Since it’s the first they’re trying this [Superhost program] out, things were not really thought-out sometimes. I had to be a part of the decision making. It’s been intense. I’m being polite there (soft laughter) but it’s alright now. I’m back here and have a bit of a break. In April I’m gonna concentrate on a bunch of other things.

Well, hopefully you can have some rest between now and April.

I’m taking Monday off, which is a bit crazy (laughter). These days, Monday is the new Sunday, or… who knows.

Are you the sort of person who feels the need to constantly be working on something?

It’s interesting, this idea of what “constantly working” is, especially if you work as a poet, or whatever I call myself. In the last years I’ve come more to terms with the fact that working is also thinking, which seems so abstract. It’s not the capitalist model, let’s say, of working. Or the Calvinist idea of working. I do need a lot of time by myself—time really by myself as a single individual.

I think the last year has made me realize that much more because before I would work a lot in a sense that I’m always performing or doing a show. A lot of artists do use their body in one way or another, but when I perform I use my voice, and I find that I’m more exposed than someone who does painting, for instance—they can hide more easily during their opening. To do performance is often very exhausting; even if it’s only 30 minutes, you tend to be quite dead afterwards.

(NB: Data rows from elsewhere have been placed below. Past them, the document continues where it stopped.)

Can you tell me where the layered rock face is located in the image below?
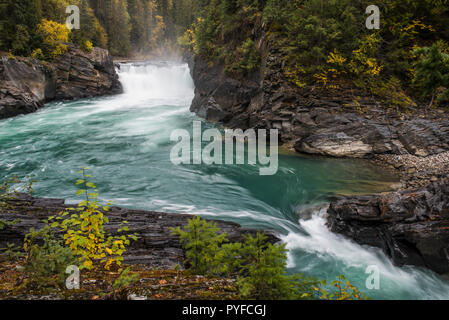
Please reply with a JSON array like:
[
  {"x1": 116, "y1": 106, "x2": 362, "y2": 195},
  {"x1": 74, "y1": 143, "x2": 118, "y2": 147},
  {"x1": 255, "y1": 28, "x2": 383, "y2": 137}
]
[
  {"x1": 0, "y1": 44, "x2": 122, "y2": 120},
  {"x1": 327, "y1": 179, "x2": 449, "y2": 274},
  {"x1": 0, "y1": 194, "x2": 279, "y2": 269},
  {"x1": 187, "y1": 44, "x2": 449, "y2": 159},
  {"x1": 0, "y1": 56, "x2": 48, "y2": 119}
]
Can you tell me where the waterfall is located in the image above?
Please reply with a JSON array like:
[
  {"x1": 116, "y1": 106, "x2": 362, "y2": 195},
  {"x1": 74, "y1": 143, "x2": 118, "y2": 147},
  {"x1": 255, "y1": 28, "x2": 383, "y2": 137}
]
[{"x1": 117, "y1": 62, "x2": 194, "y2": 104}]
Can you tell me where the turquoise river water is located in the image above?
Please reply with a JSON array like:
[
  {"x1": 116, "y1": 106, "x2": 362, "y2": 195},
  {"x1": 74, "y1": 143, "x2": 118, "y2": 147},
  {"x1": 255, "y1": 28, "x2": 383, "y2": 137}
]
[{"x1": 1, "y1": 62, "x2": 448, "y2": 299}]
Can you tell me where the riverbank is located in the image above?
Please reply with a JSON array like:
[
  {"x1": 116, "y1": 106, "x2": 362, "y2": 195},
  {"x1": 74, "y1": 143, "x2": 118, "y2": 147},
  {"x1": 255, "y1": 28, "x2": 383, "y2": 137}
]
[
  {"x1": 373, "y1": 152, "x2": 449, "y2": 190},
  {"x1": 0, "y1": 193, "x2": 279, "y2": 270},
  {"x1": 0, "y1": 193, "x2": 278, "y2": 300},
  {"x1": 0, "y1": 262, "x2": 239, "y2": 300}
]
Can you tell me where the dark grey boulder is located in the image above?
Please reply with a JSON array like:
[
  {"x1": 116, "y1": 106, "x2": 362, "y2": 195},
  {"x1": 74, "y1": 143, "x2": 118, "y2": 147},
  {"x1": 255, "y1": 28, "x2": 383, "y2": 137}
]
[{"x1": 327, "y1": 178, "x2": 449, "y2": 274}]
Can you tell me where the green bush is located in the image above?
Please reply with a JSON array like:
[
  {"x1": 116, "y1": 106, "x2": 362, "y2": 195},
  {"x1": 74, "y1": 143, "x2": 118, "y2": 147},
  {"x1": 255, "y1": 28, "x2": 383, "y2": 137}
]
[
  {"x1": 216, "y1": 242, "x2": 243, "y2": 276},
  {"x1": 235, "y1": 232, "x2": 303, "y2": 300},
  {"x1": 0, "y1": 219, "x2": 23, "y2": 262},
  {"x1": 0, "y1": 219, "x2": 21, "y2": 230},
  {"x1": 0, "y1": 242, "x2": 24, "y2": 261},
  {"x1": 49, "y1": 167, "x2": 138, "y2": 270},
  {"x1": 113, "y1": 267, "x2": 139, "y2": 291},
  {"x1": 172, "y1": 216, "x2": 368, "y2": 300},
  {"x1": 413, "y1": 44, "x2": 449, "y2": 107},
  {"x1": 171, "y1": 216, "x2": 227, "y2": 275},
  {"x1": 23, "y1": 226, "x2": 78, "y2": 288}
]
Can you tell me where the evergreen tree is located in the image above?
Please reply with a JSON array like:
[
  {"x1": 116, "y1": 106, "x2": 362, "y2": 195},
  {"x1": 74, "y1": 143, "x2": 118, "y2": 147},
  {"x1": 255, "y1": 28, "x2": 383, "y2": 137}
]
[
  {"x1": 171, "y1": 216, "x2": 227, "y2": 275},
  {"x1": 0, "y1": 1, "x2": 6, "y2": 50},
  {"x1": 236, "y1": 233, "x2": 297, "y2": 300},
  {"x1": 69, "y1": 0, "x2": 98, "y2": 50},
  {"x1": 128, "y1": 0, "x2": 146, "y2": 51},
  {"x1": 142, "y1": 0, "x2": 156, "y2": 51},
  {"x1": 414, "y1": 44, "x2": 449, "y2": 107},
  {"x1": 223, "y1": 0, "x2": 238, "y2": 14},
  {"x1": 40, "y1": 0, "x2": 70, "y2": 23},
  {"x1": 3, "y1": 0, "x2": 41, "y2": 55},
  {"x1": 105, "y1": 0, "x2": 131, "y2": 56}
]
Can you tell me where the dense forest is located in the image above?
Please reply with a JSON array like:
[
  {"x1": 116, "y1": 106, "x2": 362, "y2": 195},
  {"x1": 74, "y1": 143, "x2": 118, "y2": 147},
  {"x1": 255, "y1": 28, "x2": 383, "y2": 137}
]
[
  {"x1": 180, "y1": 0, "x2": 449, "y2": 107},
  {"x1": 0, "y1": 0, "x2": 204, "y2": 57},
  {"x1": 1, "y1": 0, "x2": 449, "y2": 105}
]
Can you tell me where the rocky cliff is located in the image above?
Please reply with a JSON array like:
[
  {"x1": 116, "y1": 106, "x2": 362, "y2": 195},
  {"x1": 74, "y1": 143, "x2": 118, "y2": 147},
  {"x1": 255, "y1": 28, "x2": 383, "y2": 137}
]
[
  {"x1": 186, "y1": 29, "x2": 449, "y2": 275},
  {"x1": 187, "y1": 39, "x2": 449, "y2": 160},
  {"x1": 327, "y1": 178, "x2": 449, "y2": 274},
  {"x1": 0, "y1": 44, "x2": 122, "y2": 120}
]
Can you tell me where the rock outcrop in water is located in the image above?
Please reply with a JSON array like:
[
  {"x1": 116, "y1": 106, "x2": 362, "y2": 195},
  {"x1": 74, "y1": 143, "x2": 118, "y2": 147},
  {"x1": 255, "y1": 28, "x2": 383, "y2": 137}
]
[
  {"x1": 0, "y1": 194, "x2": 279, "y2": 269},
  {"x1": 327, "y1": 178, "x2": 449, "y2": 274},
  {"x1": 0, "y1": 44, "x2": 122, "y2": 120}
]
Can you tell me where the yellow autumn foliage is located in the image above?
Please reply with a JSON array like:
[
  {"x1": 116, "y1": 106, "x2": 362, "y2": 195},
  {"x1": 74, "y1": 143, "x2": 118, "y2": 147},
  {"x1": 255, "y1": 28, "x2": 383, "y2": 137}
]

I try to be more realistic [now]. When you put things into a calendar, having several hours between something seems like loads of time but when you’re actually in the physical body of that, you do need more time. I think the last year really proved that because there was more time, but I didn’t travel. I used to travel and have like three or four flights a week, but this time I had one flight and I was really dead the whole day. It was like, “What did I do when I had three or four flights a week?” It was nuts. I guess everyone has that pressure. Do you freelance?

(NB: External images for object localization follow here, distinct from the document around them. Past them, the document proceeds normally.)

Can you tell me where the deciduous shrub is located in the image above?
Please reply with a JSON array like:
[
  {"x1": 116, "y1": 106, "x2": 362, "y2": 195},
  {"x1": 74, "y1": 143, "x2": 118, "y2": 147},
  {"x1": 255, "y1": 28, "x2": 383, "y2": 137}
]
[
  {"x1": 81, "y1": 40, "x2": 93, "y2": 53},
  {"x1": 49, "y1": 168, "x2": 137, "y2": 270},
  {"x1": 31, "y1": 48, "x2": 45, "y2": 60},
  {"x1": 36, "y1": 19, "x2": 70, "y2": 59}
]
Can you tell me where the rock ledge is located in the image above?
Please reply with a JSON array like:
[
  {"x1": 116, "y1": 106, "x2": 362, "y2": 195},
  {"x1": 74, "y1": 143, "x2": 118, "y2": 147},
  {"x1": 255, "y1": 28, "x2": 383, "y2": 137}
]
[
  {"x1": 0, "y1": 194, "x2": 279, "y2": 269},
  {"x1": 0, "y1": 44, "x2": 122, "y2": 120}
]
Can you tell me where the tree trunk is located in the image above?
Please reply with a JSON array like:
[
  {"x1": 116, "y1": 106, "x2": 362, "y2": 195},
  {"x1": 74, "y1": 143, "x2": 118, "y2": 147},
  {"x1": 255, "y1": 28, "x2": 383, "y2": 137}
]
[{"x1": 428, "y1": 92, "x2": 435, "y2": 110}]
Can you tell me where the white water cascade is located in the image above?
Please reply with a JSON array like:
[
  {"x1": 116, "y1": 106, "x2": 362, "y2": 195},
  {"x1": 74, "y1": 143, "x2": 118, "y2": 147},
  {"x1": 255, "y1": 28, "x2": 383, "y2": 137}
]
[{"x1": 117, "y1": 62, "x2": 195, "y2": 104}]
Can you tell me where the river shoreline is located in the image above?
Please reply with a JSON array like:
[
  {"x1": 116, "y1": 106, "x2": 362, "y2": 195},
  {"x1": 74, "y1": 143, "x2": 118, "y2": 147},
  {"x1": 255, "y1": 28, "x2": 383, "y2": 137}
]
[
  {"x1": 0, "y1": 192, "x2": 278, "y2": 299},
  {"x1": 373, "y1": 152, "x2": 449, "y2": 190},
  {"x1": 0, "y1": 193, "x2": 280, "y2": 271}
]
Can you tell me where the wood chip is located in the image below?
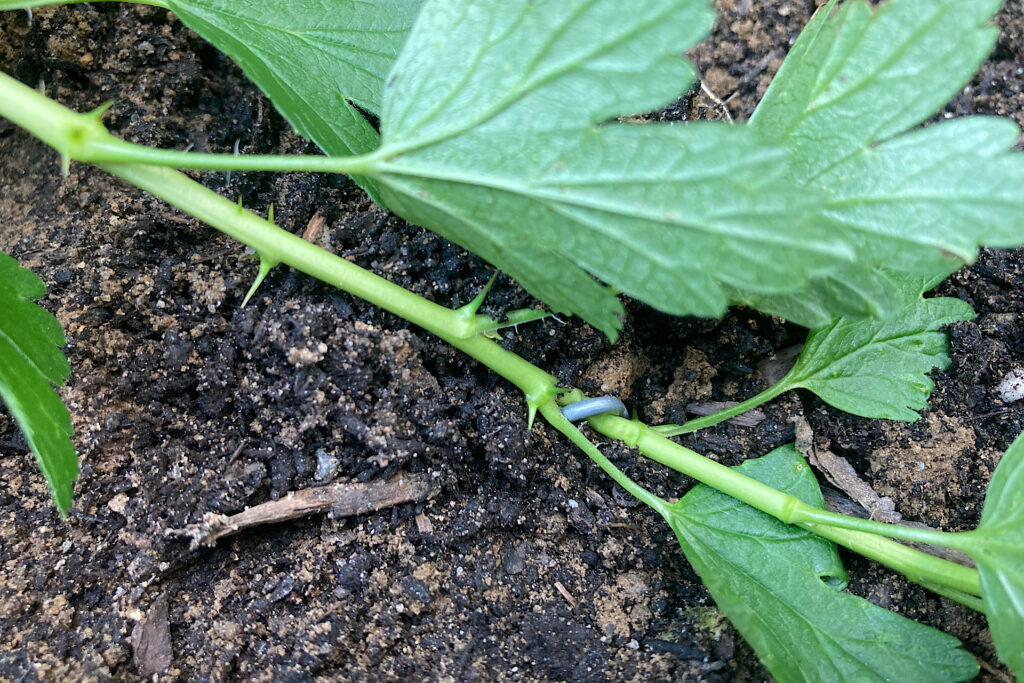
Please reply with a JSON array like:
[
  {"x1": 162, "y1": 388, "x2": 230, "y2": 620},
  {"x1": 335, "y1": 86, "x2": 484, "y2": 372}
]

I’m a high school science teacher and I do all this music journalism on the side for fun.

So you have the full-time job, or at least a fixed job, and then the freelancing. That’s pretty intense. If you only sort of freelance you have this guilt, almost, if you don’t work, but I guess you don’t even have that (laughs).

Oh, I feel like I have that to some extent. I always feel the need to be working on something. It’s an interesting thing… I’ve thought about it a lot this past year. I’m 28, which is not very old, but I feel like I’m at this point where I’ve done things in my life where I’d be okay—at least theoretically—if I were to die. It’s like, okay, I did something with my life. I sort of view everything moving forward as a bonus, but I also have this mindset where I want to make the most of my time. There’s a pressure, but there’s not this pressure of, “I need to do this or my life would have been useless.” Like, last year I did around 60 interviews.

And that was when you were working as a teacher full-time? So you’re spending your spare time doing this.

Yeah. I love talking with people, so that makes it easy. I feel like I have two modes: I either do things constantly, or I don’t do anything at all, and the latter can only be so fun for so long.

I guess right now, since we’re not really meeting people much in real life apart from real close friends, interviewing people might be a nice way to feel like you’re not completely cut off from the social sphere, no? It’s like you’re at a bar and meeting people at a bar you don’t know, in that sense.

Yeah, exactly. I wanted to ask you, when was the last time you wrote a handwritten letter to someone?

Oh, wow. That’s an interesting topic because my mom writes me a handwritten letter every month. It’s been less in the past years, but I never really reply with anything handwritten, I would always reply with email. And that’s like a letter, not a note, right? Like in an envelope.